The stated purpose of the president is that this is a war to liberate Iraq and isn't a war against the people of Iraq. If Calley's story, like the story of countless other combat vets, can be trusted, it seems a utopian fantasy that war can actually be carried out under the rosy Bush scenario.

Vietnam Vet Philip Caputo, in his book "A Rumor of War," speaks to America still. "America seemed omnipotent then: Like the French soldiers of the late 18th century, we saw ourselves as the champions of a 'cause that was destined to triumph.' So when we marched into rice paddies on that damp March afternoon, we carried, along with our packs and rifles, the implicit convictions that the Viet Cong would be quickly beaten and that we were doing something altogether noble and good. We kept the packs and rifles; the convictions, we lost."

Caputo says that what made Vietnam different from past conflicts was the savagery that "prompted so many American fighting men to kill civilians and prisoners." He then goes on to attack popular explanations for such behavior. "The evil was inherent not in the men...but in the circumstances under which they had to live and fight." The Vietnam conflict, Caputo observes, combined the two most bitter forms of warfare - civil war and revolution.

"Communists and government forces alike considered ruthlessness a necessity if not a virtue. Some men could not withstand the stress of guerrilla-fighting: the hair trigger alertness constantly demanded of them, the feeling that the enemy was everywhere, the inability to distinguish civilians from combatants created emotional pressures which built to such a point that a trivial provocation could make these men explode with the blind destructiveness of a mortal shell.

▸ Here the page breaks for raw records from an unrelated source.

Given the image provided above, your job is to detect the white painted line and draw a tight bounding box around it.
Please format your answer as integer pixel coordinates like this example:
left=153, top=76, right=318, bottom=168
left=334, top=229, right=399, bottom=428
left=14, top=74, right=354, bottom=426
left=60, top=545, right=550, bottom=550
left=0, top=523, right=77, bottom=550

Iraq will be qualitatively different? Well, I'll be an April fool. When you consider weapons of mass destruction, Jesus, Dr. King and Gandhi's prophetic proposition for humanity is even more relevant today: nonviolence or nonexistence? The book of Proverbs says: "The way of a fool is right in his own eyes: A wise man fears, and departs from evil: but the fool rages and is confident."